Brattle Street Church // 1772-1872

Boston’s constant churning of development has given us amazing architectural landmarks, and incredibly unfathomable architectural loss. One of such cases of loss is the former Brattle Street Church which was located on Brattle Street, roughly where the main entrance to Boston City Hall is located today. Demolition of significant architecture in Boston began way before the period of Urban Renewal in the mid-20th century, and the loss of the Brattle Street Church in Downtown Boston showcases this. The Brattle Street Church had been founded in the 1690s by a group of merchants seeking an alternative to the authority exercised by Increase and Cotton Mather in Boston’s existing congregations. Despite these beginnings, the church remained Congregational through the 18th century. At the time of the Revolution, Brattle Street counted such figures as John Hancock, Samuel Adams, Joseph Warren, and John and Abigail Adams among its parishioners. The original wooden church was replaced in 1772 by this stunning brick building, designed by Thomas Dawes. Just years after the doors opened, the American Revolution upended life in Boston. This building was a survivor, and was apparently hit by cannon-fire by the American batteries at the siege of Boston. A cannonball can be seen lodged into the building at the second floor, to the right of the Palladian window. After the American Civil War, development of the Back Bay led to a shifting population away from the downtown core, and a new church was erected for the congregation, the Brattle Square Church, designed by Henry Hobson Richardson. This church was demolished in 1872, just 100 years after it opened its doors and took a cannon for America.

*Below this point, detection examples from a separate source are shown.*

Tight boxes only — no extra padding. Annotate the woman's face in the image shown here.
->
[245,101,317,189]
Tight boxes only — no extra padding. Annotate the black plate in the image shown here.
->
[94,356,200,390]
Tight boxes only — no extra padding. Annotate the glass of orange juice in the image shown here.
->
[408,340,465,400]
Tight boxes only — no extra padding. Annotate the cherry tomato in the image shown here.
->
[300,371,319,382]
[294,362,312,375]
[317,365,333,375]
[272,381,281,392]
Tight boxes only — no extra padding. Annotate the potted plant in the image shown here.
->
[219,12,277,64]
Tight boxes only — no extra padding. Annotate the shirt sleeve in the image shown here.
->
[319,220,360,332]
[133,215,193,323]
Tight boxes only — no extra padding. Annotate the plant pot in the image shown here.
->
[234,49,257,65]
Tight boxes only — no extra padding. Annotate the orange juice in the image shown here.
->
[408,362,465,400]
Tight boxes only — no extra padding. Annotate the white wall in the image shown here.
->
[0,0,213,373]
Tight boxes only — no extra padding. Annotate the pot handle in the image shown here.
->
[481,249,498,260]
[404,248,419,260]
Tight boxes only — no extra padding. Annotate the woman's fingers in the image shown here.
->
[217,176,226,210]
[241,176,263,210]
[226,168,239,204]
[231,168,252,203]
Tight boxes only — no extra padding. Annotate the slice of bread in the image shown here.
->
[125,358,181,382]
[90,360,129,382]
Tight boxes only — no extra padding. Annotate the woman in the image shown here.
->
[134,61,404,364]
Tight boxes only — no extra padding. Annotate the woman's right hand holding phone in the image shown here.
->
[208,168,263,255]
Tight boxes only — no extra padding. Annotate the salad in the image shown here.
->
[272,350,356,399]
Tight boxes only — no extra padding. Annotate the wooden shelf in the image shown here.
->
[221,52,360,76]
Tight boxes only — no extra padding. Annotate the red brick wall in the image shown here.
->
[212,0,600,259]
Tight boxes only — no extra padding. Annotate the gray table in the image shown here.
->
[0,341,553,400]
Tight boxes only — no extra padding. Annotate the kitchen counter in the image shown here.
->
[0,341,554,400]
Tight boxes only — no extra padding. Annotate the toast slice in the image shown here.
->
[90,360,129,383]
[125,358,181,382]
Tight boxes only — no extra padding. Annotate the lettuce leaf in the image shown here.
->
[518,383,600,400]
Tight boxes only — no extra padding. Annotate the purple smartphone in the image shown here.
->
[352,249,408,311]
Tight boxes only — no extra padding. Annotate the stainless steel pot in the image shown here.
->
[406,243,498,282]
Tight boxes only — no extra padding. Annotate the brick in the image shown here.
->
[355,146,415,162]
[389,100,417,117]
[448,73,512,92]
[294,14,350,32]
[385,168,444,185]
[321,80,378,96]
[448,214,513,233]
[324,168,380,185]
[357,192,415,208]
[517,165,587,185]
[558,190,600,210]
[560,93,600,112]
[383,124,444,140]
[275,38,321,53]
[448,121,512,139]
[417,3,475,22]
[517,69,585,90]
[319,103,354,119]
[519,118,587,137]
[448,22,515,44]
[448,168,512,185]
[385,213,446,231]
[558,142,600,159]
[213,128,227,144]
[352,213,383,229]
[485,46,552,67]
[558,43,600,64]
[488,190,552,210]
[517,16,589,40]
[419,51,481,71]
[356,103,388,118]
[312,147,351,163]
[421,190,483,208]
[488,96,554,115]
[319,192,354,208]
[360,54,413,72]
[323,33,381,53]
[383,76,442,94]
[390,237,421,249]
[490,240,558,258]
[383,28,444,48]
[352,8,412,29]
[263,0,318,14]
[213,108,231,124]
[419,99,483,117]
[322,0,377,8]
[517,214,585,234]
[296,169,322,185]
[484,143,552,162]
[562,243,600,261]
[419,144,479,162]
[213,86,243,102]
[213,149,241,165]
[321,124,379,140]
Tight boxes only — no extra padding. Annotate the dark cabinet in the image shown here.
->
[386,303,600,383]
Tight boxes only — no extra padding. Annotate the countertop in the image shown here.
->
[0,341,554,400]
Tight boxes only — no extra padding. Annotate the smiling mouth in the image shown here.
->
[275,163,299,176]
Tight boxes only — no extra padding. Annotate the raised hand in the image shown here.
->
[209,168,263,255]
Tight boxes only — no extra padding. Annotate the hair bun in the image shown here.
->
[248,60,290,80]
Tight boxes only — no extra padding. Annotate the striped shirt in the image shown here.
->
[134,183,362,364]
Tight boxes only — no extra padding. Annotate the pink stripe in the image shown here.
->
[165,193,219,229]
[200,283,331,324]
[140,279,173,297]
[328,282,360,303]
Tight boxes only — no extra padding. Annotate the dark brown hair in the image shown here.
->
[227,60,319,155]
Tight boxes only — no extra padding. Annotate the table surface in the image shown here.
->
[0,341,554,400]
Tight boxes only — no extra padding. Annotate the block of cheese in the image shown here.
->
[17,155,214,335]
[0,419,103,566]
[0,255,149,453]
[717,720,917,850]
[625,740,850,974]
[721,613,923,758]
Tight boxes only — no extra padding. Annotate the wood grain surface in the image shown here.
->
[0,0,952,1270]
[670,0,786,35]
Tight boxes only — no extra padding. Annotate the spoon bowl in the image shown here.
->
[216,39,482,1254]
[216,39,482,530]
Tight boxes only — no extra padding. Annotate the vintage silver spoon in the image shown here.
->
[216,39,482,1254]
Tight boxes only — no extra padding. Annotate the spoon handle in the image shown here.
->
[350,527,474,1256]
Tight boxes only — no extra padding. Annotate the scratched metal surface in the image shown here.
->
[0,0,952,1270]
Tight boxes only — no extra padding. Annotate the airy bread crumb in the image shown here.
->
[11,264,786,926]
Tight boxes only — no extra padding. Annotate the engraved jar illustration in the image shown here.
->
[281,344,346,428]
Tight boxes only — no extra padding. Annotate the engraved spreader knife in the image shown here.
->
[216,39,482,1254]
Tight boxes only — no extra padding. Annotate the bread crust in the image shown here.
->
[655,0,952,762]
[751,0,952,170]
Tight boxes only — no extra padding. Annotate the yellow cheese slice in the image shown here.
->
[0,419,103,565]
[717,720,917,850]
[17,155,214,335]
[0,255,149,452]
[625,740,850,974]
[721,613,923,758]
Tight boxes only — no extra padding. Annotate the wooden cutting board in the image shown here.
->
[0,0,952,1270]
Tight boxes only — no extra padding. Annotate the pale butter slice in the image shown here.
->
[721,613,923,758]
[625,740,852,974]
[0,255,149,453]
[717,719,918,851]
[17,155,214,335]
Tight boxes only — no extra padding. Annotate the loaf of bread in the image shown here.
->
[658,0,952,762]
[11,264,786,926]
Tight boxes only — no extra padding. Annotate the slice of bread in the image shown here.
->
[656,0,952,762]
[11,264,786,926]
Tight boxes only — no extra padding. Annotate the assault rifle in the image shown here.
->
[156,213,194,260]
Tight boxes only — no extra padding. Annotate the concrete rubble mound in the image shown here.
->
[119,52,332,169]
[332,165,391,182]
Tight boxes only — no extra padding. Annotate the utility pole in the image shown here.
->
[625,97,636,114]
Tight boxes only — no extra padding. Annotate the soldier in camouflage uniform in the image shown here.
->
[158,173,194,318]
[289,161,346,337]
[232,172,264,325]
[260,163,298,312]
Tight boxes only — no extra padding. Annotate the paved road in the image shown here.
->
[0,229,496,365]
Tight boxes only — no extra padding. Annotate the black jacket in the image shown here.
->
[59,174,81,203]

Paine Furniture Building // 1914

Located on Arlington Street between St. James and Stuart streets in Boston’s Back Bay, this gorgeous masonry commercial block stands as a testament to the amazing architecture built in Boston in the early 20th century. The Paine Furniture Building was constructed in 1914 to house the extensive showroom, offices, and manufacturing operations of the Paine Furniture Company. Founded in 1835, the company was at one time the largest furniture manufacturer and dealer in New England and had a nationwide business. The company was founded by Leonard Baker Shearer, who was joined in business in 1845 by John S. Paine. Upon the death of Shearer in 1864, the name of the firm was changed to Paine’s Furniture Company, a name which stuck until the company closed in 2000. The architects for the building, Densmore & LeClear, were very busy in the early decades of the 20th century and designed many iconic buildings nearby and in towns surrounding Boston through the 1940s.